Identifying sources of noise in audio equipment
Anytime you have an amplifier that is generating unwanted noise to the speakers you first need to determine what type of noise it is making. From there you can determine the likely source of the noise and rectify it. One thing to note is that there are a lot of variables that come in to play here based on the topology of the amplifier and the type of components used in certain areas, so the following will serve as a “general” guide.
These frequencies are more broadband and come down to the overall design of the circuit itself. For example components used throughout the entire signal path, how much gain, etc. All components whether opamps, transistors, or resistors all have an inherent noise floor, and there’s not much you can do here aside from use better quality components. Layout is rarely an issue. Keep in mind that if the hiss was never initially bad and it’s gotten worse then it may even be due to some faulty components in the signal path.
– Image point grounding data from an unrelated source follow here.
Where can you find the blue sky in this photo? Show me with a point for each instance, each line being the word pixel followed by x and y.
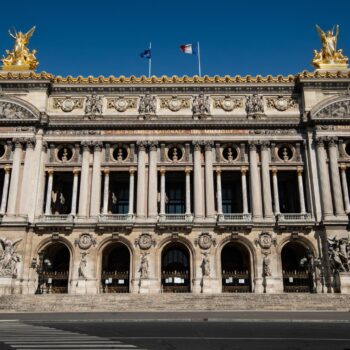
pixel 236 37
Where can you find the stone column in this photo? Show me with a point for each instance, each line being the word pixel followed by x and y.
pixel 141 180
pixel 152 181
pixel 244 189
pixel 188 191
pixel 335 178
pixel 14 182
pixel 49 191
pixel 162 192
pixel 105 191
pixel 266 185
pixel 301 190
pixel 275 191
pixel 95 202
pixel 131 190
pixel 326 196
pixel 345 188
pixel 219 190
pixel 84 180
pixel 197 178
pixel 73 210
pixel 255 182
pixel 5 190
pixel 27 177
pixel 209 181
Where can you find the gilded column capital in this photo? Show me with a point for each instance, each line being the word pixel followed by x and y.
pixel 244 170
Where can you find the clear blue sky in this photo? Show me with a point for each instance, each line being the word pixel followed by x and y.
pixel 236 37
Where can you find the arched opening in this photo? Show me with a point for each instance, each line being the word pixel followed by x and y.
pixel 53 270
pixel 115 274
pixel 297 261
pixel 235 268
pixel 176 269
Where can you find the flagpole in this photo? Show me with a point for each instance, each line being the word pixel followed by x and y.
pixel 199 60
pixel 150 62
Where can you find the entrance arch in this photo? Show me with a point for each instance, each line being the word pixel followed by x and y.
pixel 297 277
pixel 176 269
pixel 235 268
pixel 115 274
pixel 54 269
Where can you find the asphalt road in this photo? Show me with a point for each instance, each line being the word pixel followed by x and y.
pixel 191 331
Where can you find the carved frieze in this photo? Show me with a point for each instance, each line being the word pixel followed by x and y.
pixel 68 104
pixel 9 110
pixel 174 103
pixel 121 103
pixel 228 103
pixel 281 103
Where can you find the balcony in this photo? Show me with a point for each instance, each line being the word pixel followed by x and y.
pixel 294 219
pixel 234 219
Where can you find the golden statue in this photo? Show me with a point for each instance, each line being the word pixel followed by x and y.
pixel 20 58
pixel 329 57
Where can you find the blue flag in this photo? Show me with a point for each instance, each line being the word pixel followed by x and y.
pixel 146 54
I have certainly seen some instances where poorly soldered or oxidized solder joints, such as in the case with corrosion due to liquid exposure or excessive humidity variances over time, have caused excessive hiss. If that’s the case such components require replacing.
Low frequency Hum
This can come from transformers that aren’t shielded well enough. They generate large magnetic fields that can induce voltages into almost anything that is not shielded well. If this is the source it will be at 50 or 60hz hum coming out of your speakers depending on what frequency your AC voltage is at where you live. You may try moving the transformers or turning them a different direction if possible to see if this hum goes away. If you have any wires with an audio signal routed alongside a transformer or touching the outside of the transformer, even though it’s shielded, you may try routing those wires as far away as possible from the transformer to see if it makes any difference. Keep in mind it’s common for some transformers to make a very faint hum that is not present at the speakers but the transformer itself. This is rarely an issue as long as it is very quiet. If it’s noisy the transformer may need replaced with a better quality one or the AC source may need investigated for small DC on the line.
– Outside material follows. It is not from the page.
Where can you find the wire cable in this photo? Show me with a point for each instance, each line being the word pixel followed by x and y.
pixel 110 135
Higher frequency hum, wine, or buzz
The full wave bridge Rectified part of the power supply will be double the frequency of the AC which means 100-120hz depending where you live. A common reason for this type of noise on your speakers is due to poor filter capacitors on this stage. If electrolytics are used they may be worn out since they suffer degradation due to aging more so than other types.
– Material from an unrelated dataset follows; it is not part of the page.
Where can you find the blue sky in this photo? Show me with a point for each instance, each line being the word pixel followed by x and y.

Ground loops are another potential culprit. That is a poor ground return path that is not actually ground but has some potential on it. If you are using multiple pieces of equipment connected together and are using multiple AC outlets, try connecting all pieces of audio gear to a power strip that is connected to just 1 AC outlet from the wall. If this doesn’t solve it you may try a process of elimination starting with your source signal cables. If you disconnect them and the noise does not go away, go to the pre amplifier. If you can also disconnect it and there is still a noise then you know that nothing earlier in the chain than the amplifier is responsible.
*Ground loops can also be caused by a poor pcb layout but there’s no reason to suggest this is the cause unless it’s done so from day 1 and is common to that design specifically and not just that 1 device.
Other types of General “distortion” that did not exist before but now does.
If the amp is old: I would first check it for signs of oxidization or corrosion. For instance it’s very common for old audio gear to be stored in the not so best locations such as a garage and over time the exposure to varying degrees of humidity and temperatures can cause oxidization. If this is the case, all sources of corrosion on components would require replacing of said components and the board cleaned up with isopropyl alcohol. You may also look for the other obvious visual signs such as bulging electrolytic capacitors.
A very common reason for really bad distortion is bad input filtering capacitors especially if the amp used a liquid electrolyte type for this purpose since they could have dried up. This would make them horrible at blocking DC and having any of that pass to amplification stages can wreak havoc to your speakers and produce very loud noise. Dried up power supply and decoupling caps can definitely cause distortion as well by means of causing voltage drop especially during large inputs but it likely won’t result in the immediate and loud noise like the bad input filtering caps will cause when the amp is simply powered on.